Over the past five years, sports stars have found themselves in some pretty interesting social media encounters. The most recent example - distance runner Mo Farah’s nationality has been hotly debated on Twitter between the runner himself and team mate Andy Vernon.
With the fluid and flexible nature of Facebook, Twitter and other such sites, the task of governing these social media interactions can be somewhat challenging.
Looking at prime examples of positive engagements, controversies and turn-arounds, Alex delves into the pros and cons of sports stars on social media…
Sports On Social Media Can Be Great...
Sports clubs and stars around the world use social media to connect with their global fan bases.
FC Barcelona has over 35 million Facebook fans and a similar number of Twitter followers, across the three languages supported by the club (English, Spanish and Catalan). The club tweets information about its players, fixtures, results and statistics as well as real-time game feeds, training session photographs and updates on the basketball team (which is incorporated into the football club.
Twitter and Facebook allow clubs to publish information in an interactive and personal way, delivering it straight to the fans' news feeds with just the click of a "like" or "follow" button. The interactive element allows the fans to have their say on a public forum, whether it's about a match result, a potential signing or even uploading a picture of themselves doing something outrageous for their club!
One of the most important aspects of any sports team is that they have a loyal, growing fan base who feel that they are valued and will therefore stick by the club through success, failure and middling results.
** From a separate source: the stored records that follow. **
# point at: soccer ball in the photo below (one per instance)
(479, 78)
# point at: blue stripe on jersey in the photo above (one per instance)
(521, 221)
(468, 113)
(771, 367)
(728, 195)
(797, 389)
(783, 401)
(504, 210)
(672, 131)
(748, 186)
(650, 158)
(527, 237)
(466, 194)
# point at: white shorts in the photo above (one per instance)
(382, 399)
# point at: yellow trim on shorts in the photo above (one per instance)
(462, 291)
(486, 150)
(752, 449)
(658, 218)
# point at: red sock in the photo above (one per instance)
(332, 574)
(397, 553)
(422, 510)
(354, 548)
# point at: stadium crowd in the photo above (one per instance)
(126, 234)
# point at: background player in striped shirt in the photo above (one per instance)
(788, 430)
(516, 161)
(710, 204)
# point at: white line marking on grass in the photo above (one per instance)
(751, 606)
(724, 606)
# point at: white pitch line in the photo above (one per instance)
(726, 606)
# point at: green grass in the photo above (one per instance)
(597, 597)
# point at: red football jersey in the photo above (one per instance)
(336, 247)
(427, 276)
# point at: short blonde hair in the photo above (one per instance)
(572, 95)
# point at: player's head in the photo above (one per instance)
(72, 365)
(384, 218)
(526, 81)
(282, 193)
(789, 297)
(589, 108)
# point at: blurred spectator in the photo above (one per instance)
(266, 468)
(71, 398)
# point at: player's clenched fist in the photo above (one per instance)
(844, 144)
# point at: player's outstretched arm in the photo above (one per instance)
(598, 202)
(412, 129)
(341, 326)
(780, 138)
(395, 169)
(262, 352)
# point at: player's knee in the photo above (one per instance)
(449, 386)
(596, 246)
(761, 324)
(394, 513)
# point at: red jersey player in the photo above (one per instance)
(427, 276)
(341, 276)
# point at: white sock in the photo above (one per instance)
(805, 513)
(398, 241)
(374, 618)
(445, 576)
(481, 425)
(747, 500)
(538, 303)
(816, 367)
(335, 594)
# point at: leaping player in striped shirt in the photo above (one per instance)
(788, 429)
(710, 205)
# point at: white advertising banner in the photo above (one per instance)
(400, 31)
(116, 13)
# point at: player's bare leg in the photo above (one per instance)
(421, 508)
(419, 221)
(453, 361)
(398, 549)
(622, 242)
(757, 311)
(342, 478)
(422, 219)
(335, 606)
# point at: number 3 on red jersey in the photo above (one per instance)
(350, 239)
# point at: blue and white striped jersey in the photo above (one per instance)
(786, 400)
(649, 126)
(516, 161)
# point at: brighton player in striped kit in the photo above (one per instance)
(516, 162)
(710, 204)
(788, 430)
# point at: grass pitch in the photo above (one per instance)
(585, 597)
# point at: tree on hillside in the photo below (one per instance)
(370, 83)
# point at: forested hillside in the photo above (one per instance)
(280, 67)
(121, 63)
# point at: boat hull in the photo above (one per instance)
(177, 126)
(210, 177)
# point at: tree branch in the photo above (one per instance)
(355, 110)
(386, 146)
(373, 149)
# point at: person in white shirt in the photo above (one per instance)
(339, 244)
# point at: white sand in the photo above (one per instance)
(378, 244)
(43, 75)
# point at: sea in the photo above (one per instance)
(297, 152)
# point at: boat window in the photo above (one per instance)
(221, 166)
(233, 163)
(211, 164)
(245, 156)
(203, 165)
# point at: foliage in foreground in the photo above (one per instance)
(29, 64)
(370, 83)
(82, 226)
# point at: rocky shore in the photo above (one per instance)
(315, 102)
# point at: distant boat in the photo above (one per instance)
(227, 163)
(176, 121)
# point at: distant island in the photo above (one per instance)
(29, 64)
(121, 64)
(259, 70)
Social media provides the perfect opportunity for that and is being used ever more efficiently by teams around the world.
Social media was also used to great effect during the London 2012 Olympic Games. A Twitter feed started, then stopped, then restarted, to address the issue of the hundreds of empty seats within the venues. People from all around the world tweeted about the athletes' exploits and it gave competitors in the more obscure sports, such as handball and the canoe slalom, a platform to increase their followings. Team GB long jumper Greg Rutherford went from having around 5,000 Twitter followers before London 2012 to over 100,000 today.
Twitter was instrumental in raising the profile of these sports and athletes throughout the games and allowed the sportsmen and women to give a personal perspective on all aspects of the competition, seemingly unhindered by various PR and marketing machines.
Sports On Social Media Can Be A PR Disaster...
Ashley Cole is set to be disciplined by the FA after he took to Twitter to lambast their findings from the internal investigation into John Terry, branding them a "bunch of tw*ts”. Ryan Bertrand, Chelsea's young left back/winger has encountered a similar problem after using the f-word whilst denying that he had left the England squad because of a “sore throat”. Rio Ferdinand was fined £45,000 after retweeting a comment containing a racially offensive slur, Arsenal's Jack Wilshire was given a stern warning by UEFA after joking about betting on one of his teammates, and Ryan Babel was fined £10,000 for posting a photoshopped picture of referee Howard Webb in a Manchester United shirt. It's not just footballers either.
NFL star Rashard Mendenhall lost his sponsorship deal with Champion after tweeting a controversial theory about the 9/11 attacks, Snooker player Mark Allen was fined £1000 after ranting about the conditions in China on his Twitter feed, Welsh rugby star Jonathan Thomas was forced to apologise after making a homophobic comment, and Mark Cuban, owner of the NBA's Dallas Mavericks was fined $25000 by the league for using Twitter to criticise referees' performances.
These outbursts and controversies are part of the human aspect to social media that makes it such a great tool for fans to interact with their favourite sports club and athletes. Accepting that these people are human and will therefore inevitably make mistakes is not the issue; many stars have been forgiven despite their off-field misdeeds.
The problem is that the frequency of these incidents is increasing across the board and, if left unchecked, will start to damage the positive impact these communication platforms have had on clubs and sports stars around the world.
Is Social Media In Sports A Good Idea?
Lets be honest. We’ve probably all be guilty of slagging off our boss/city/opponent/teammate or discussed conspiracy theories/betting odds in the pub; but it's another thing entirely to do it in front of the whole Internet.
Deletion of an offending tweet makes no difference - it will have been seized upon and spread before you even begin to think that hitting the send button might not have been the brightest idea, and therein lies the big problem with social media.
However, it’s become apparent that there is a great opportunity within social media for sports stars/teams to really engage with their fan base and in turn create some really positive PR.
I think that this explanation from Alex Coulson, Director of IMG Consulting, summarises social media in sports quite nicely:
“Social media has opened up opportunities for rights-holders and brands to talk directly with fans, but even more so with younger audiences whose engagement with their teams was previously limited, maybe by high ticket prices or access to pay-TV.
“Digital communication with the athletes, teams, brands and journalists breaks down these barriers, especially for supporters at the younger end of the spectrum and the opportunity for brands to facilitate and be part of that connection is huge.”